US equity-focused ETFs and mutual funds have pulled close to erasing a 2023 outflow which at one point came to almost $70 billion.
Funds dedicated to US shares took in almost $10 billion over the latest weekly reporting period, according to EPFR.
It was the third large-ish inflow in four weeks. Since Nvidia’s dramatic beat and raise and the resolution of the debt ceiling standoff in D.C., US equity funds have taken in more than $61 billion on net.
It’s not possible to say, definitively, which was more important — the A.I. frenzy or the removal of the US default tail risk — but we can safely call late-May/early-June an inflection point. Outflows since then have been sparse and small, while inflows have tended to be chunky.
Overall, developed market equity ETFs and mutual funds took in $10.2 billion last week, the biggest haul since a $15.68 billion influx in the week to July 5.
Notably, DM flows are now positive on net for 2023.
EM equities, which have raked in cash all year, took in another $3.6 billion last week, bringing the YTD total to $73.5 billion.
Net global equity fund flows are now nearly $80 billion for the year.
Last week, I noted there’s been no real capitulation into US stocks on the flows side just yet, as outflows from long-only funds still outstrip ETF inflows. But as the figure below shows, the tide has well and truly turned.

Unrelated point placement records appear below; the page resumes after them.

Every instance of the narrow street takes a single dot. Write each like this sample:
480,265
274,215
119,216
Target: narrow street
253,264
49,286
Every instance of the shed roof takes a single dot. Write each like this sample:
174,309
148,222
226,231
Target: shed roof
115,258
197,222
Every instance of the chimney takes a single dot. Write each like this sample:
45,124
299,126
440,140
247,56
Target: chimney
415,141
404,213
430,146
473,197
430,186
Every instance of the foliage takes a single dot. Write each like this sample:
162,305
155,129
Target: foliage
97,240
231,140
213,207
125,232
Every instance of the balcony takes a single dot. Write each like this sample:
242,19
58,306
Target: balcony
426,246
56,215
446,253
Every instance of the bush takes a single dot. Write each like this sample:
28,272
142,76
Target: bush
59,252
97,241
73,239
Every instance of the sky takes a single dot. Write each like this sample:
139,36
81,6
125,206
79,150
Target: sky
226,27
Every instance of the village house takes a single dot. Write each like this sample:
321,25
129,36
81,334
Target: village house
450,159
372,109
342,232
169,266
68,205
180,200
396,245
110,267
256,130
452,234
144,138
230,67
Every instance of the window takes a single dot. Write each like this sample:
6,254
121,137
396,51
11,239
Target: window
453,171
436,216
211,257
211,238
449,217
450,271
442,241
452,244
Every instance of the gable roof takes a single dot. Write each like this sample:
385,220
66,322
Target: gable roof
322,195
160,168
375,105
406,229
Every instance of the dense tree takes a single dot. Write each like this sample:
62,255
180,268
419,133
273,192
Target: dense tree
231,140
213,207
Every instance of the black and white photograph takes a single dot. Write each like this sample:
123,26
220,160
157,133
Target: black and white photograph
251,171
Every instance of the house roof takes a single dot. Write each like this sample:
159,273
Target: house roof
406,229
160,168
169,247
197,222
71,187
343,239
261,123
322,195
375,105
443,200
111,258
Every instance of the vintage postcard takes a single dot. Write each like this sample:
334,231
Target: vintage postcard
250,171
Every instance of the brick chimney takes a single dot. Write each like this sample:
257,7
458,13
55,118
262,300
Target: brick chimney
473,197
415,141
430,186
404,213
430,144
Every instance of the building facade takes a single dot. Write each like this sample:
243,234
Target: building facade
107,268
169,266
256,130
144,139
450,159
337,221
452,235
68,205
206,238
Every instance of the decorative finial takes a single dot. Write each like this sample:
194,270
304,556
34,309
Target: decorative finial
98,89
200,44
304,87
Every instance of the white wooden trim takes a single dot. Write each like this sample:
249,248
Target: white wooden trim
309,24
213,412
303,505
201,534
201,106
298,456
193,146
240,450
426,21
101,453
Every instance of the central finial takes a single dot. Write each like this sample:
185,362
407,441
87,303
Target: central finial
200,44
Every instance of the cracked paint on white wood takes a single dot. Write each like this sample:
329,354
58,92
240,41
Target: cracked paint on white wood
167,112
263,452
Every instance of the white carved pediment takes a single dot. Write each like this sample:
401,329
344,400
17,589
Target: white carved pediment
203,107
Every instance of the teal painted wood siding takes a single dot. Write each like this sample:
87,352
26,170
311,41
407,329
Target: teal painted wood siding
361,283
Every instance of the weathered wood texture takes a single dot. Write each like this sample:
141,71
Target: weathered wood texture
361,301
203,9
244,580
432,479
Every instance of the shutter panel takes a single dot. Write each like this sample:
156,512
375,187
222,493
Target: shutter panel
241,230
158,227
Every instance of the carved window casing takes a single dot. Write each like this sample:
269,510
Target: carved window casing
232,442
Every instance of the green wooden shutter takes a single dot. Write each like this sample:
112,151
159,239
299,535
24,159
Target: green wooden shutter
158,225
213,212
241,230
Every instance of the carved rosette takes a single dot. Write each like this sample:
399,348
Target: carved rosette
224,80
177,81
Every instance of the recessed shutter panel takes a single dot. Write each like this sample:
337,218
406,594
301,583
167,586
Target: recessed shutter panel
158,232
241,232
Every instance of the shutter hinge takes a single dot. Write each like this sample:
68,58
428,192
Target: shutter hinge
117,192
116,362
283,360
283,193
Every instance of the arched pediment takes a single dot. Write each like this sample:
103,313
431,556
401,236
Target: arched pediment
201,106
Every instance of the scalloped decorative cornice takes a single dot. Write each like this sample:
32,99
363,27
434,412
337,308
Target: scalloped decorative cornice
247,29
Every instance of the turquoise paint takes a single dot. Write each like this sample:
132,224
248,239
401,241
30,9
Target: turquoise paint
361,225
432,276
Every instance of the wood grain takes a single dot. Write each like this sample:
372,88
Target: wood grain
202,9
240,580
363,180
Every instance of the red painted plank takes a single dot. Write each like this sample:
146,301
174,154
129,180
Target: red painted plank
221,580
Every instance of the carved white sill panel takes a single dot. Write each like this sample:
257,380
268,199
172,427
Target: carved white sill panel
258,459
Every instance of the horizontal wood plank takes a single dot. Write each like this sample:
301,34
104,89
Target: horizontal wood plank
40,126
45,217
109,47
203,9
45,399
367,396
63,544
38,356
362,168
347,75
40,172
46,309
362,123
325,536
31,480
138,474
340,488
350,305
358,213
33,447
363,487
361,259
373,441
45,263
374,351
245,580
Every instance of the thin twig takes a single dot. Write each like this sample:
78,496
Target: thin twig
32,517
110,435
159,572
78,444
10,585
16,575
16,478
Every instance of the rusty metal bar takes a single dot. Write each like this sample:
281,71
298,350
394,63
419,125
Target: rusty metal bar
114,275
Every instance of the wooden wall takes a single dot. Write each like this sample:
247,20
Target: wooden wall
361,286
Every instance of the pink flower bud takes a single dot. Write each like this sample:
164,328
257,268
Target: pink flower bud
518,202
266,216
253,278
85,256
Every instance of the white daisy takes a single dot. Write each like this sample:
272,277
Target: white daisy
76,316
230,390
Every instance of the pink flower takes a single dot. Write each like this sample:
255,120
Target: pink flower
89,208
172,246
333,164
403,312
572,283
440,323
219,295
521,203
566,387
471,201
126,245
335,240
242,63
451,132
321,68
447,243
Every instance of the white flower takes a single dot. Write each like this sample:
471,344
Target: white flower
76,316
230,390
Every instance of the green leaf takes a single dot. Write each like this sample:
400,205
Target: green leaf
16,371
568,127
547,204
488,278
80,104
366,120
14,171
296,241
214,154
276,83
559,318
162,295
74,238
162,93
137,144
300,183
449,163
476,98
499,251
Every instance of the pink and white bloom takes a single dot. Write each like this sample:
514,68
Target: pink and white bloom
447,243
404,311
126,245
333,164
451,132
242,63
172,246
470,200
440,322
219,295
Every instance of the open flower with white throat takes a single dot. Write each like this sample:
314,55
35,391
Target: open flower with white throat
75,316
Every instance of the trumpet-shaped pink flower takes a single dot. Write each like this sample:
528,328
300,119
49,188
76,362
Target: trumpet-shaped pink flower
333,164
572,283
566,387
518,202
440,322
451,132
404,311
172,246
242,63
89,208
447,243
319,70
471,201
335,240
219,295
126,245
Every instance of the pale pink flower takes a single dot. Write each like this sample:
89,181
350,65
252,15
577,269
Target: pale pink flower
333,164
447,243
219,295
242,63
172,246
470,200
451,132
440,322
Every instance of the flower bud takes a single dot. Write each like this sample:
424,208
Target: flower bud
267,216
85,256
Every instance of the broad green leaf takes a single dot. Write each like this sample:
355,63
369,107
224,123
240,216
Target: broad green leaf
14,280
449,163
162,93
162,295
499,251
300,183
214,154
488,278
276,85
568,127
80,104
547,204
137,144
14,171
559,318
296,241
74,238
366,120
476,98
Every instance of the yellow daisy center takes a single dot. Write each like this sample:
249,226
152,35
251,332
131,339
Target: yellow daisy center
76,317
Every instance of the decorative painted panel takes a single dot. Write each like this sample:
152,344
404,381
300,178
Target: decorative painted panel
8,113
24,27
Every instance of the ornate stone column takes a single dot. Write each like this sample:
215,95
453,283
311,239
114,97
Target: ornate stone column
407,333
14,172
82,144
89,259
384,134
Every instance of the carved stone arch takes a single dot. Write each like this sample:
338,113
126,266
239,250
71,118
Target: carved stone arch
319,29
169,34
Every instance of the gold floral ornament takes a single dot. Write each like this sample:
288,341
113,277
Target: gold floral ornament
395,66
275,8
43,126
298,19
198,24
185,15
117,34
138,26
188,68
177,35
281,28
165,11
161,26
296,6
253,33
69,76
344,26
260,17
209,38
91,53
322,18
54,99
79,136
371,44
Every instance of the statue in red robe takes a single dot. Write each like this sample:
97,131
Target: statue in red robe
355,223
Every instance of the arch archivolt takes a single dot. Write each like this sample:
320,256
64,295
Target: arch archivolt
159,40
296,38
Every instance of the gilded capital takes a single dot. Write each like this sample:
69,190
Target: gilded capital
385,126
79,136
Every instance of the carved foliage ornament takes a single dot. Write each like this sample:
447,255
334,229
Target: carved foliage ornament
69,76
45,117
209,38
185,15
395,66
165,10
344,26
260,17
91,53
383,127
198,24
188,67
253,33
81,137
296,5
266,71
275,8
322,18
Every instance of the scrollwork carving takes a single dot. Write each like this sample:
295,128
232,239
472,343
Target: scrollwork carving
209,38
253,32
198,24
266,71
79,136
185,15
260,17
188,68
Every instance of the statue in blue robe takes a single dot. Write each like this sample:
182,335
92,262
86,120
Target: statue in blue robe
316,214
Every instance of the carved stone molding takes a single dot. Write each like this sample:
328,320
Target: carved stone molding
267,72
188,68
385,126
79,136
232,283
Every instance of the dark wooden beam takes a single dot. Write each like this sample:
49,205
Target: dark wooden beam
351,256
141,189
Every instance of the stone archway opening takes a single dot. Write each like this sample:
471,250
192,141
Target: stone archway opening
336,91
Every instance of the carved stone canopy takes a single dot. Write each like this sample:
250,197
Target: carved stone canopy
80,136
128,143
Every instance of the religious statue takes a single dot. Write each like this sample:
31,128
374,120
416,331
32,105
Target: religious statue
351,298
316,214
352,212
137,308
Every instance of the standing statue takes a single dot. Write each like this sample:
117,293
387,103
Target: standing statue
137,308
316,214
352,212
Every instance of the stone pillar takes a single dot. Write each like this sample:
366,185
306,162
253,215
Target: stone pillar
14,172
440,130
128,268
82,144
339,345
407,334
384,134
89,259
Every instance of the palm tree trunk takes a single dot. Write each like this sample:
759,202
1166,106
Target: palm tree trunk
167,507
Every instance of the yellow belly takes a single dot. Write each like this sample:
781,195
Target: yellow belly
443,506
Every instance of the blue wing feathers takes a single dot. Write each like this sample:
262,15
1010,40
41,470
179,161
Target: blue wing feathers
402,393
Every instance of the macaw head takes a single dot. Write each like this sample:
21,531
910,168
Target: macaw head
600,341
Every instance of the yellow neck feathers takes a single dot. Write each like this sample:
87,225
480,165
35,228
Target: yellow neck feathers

One has to wonder if it’s just a matter of time before the unrelenting melt-up on Wall Street compels an “all-in” moment.
Still, as BofA’s Michael Hartnett noted this week, there’s been “no exodus from cash,” which has taken in nearly $105 billion in July alone.
US money market fund assets hit a new record this week near $5.5 trillion. Globally, around $8 trillion is parked on the sidelines, where it’s generally earning the highest returns in two decades.